Pablo Navas

Personal information
- Full name: Pablo Navas Alors
- Date of birth: 4 February 1992 (age 34)
- Place of birth: La Carlota, Spain
- Height: 1.74 m (5 ft 9 in)
- Position: Winger

Youth career
- 2002–2004: Séneca
- 2004–2006: Córdoba
- 2006–2008: Barcelona
- 2008–2010: Portsmouth
- 2010–2011: Atlético Madrid

Senior career*
- Years: Team / Apps / (Gls)
- 2011–2012: Marinaleda / 13 / (0)
- 2012–2013: Cowdenbeath / 3 / (0)
- 2014: Alcoyano / 4 / (0)
- 2014–2015: Lucena / 3 / (0)
- 2015: Quintanar Rey / 12 / (1)
- 2016: Rayo Cantabria / 1 / (0)
- 2016: Torrevieja / 6 / (0)
- 2017: Palencia / 9 / (0)
- 2017: FK Utenis / 14 / (0)
- 2018–2019: Ordino / 13 / (1)
- 2020: Sant Julià / 2 / (0)
- 2020: Gavà

= Pablo Navas =

Spanish footballer

Pablo Navas Alors (born 4 February 1992) is a Spanish footballer who plays as a winger.

==Football career==
Born in La Carlota, Córdoba, Navas joined local Séneca CF's youth system in 2002, aged 10. Four years later he moved to La Liga giants FC Barcelona, after a short spell at Córdoba CF.
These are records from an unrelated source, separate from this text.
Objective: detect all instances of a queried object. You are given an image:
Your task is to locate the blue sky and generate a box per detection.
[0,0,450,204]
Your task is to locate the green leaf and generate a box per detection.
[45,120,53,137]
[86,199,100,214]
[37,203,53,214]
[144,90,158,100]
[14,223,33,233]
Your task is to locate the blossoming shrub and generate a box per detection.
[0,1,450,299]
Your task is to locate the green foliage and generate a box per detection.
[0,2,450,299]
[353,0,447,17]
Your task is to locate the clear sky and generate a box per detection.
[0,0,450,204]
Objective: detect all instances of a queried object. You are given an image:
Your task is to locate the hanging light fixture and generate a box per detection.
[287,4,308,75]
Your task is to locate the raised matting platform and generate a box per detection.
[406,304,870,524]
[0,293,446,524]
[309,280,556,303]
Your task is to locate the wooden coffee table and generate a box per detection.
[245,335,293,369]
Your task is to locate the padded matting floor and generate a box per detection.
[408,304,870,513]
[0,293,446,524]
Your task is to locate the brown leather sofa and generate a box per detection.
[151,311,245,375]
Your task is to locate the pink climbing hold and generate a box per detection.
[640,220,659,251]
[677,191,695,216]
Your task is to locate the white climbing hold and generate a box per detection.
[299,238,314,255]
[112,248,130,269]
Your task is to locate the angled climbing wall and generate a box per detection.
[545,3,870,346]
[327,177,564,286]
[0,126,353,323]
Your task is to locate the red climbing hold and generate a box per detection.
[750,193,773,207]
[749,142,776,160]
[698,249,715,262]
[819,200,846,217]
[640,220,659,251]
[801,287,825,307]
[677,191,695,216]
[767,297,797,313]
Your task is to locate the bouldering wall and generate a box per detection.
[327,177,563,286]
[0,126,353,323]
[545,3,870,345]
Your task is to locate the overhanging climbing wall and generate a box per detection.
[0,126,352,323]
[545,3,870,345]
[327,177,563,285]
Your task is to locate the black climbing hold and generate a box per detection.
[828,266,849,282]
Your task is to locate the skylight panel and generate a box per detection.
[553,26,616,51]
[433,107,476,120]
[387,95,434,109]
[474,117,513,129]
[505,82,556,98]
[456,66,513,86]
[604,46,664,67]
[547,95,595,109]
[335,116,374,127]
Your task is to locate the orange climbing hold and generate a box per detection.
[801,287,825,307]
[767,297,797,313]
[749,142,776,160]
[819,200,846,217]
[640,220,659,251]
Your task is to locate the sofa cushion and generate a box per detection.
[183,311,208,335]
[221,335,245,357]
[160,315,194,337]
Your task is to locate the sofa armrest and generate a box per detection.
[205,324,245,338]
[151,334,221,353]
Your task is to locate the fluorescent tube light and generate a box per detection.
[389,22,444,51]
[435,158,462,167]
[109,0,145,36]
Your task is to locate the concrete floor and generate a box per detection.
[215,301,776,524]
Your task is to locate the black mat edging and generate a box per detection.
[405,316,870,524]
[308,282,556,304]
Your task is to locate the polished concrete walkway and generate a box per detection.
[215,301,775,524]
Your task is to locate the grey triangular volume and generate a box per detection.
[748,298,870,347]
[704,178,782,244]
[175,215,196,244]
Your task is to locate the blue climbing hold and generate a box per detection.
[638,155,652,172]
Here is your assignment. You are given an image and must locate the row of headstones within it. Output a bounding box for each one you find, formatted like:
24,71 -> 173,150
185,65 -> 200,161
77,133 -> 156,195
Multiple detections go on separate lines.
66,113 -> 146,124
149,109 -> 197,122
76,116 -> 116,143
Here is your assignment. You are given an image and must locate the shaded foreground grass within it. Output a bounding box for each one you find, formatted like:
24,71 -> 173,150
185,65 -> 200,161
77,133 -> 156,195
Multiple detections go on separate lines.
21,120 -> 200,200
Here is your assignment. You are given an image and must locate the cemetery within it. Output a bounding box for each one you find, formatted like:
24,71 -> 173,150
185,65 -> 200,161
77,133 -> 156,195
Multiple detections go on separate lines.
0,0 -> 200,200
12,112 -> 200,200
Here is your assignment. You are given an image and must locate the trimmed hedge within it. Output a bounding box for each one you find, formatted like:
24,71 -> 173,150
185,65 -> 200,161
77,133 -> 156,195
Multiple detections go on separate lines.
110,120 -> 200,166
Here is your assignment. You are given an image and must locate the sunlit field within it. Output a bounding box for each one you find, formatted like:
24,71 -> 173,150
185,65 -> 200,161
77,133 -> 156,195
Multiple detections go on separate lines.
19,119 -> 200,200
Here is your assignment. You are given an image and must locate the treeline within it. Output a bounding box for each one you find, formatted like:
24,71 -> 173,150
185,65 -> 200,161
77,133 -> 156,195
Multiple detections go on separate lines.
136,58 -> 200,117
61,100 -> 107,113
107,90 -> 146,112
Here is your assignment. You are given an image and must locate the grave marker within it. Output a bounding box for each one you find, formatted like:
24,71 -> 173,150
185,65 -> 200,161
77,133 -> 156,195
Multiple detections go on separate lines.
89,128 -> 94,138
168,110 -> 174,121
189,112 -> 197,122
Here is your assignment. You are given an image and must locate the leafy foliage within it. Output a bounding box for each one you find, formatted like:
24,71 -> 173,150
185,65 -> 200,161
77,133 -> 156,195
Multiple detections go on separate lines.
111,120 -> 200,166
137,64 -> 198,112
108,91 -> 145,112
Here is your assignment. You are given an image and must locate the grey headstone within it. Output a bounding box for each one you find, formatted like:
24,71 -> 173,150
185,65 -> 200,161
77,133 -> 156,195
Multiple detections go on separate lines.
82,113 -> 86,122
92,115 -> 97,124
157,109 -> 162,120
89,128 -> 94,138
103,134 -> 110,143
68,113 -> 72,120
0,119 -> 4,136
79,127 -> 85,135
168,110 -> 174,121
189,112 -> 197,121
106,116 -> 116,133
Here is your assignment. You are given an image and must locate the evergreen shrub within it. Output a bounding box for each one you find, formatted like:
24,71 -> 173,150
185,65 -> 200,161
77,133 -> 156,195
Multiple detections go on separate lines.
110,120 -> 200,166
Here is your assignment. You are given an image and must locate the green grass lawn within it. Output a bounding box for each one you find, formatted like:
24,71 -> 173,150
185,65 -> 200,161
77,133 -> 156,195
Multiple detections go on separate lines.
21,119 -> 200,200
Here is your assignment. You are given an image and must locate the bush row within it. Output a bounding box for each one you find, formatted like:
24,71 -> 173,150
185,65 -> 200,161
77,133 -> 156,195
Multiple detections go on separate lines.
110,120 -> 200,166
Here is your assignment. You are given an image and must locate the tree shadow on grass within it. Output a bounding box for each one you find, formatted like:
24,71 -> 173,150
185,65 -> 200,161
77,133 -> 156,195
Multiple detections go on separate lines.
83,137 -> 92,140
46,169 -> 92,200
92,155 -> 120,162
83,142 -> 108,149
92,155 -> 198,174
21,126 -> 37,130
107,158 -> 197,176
In July 2008 Navas joined Premier League side Portsmouth FC in a free transfer. He was released in April 2010, after failing to make a first-team appearance for Pompey.

In the 2010 summer Navas returned to his home country, signing with Atlético Madrid and being assigned to the Juvenil squad; a season later he moved to UD Marinaleda in Tercera División, making his senior debuts with the Andalusians during the season.

On 24 August 2012 Navas moved teams and countries again, joining Scottish Championship side Cowdenbeath FC. He played his first match as a professional on 17 November, coming on as a substitute in a 1–1 home draw against Airdrie United FC. He suffered an injury in March 2013, and left the club in May, after appearing in three games, all from the bench.

In January 2014, after nearly six months without action, Navas moved back to Spain, signing with CD Alcoyano in Segunda División B. He was released in May, after appearing in only four matches, and signed for fellow league team Lucena CF on 21 November.

On 3 September 2015 Navas joined CD Quintanar del Rey in the fourth level.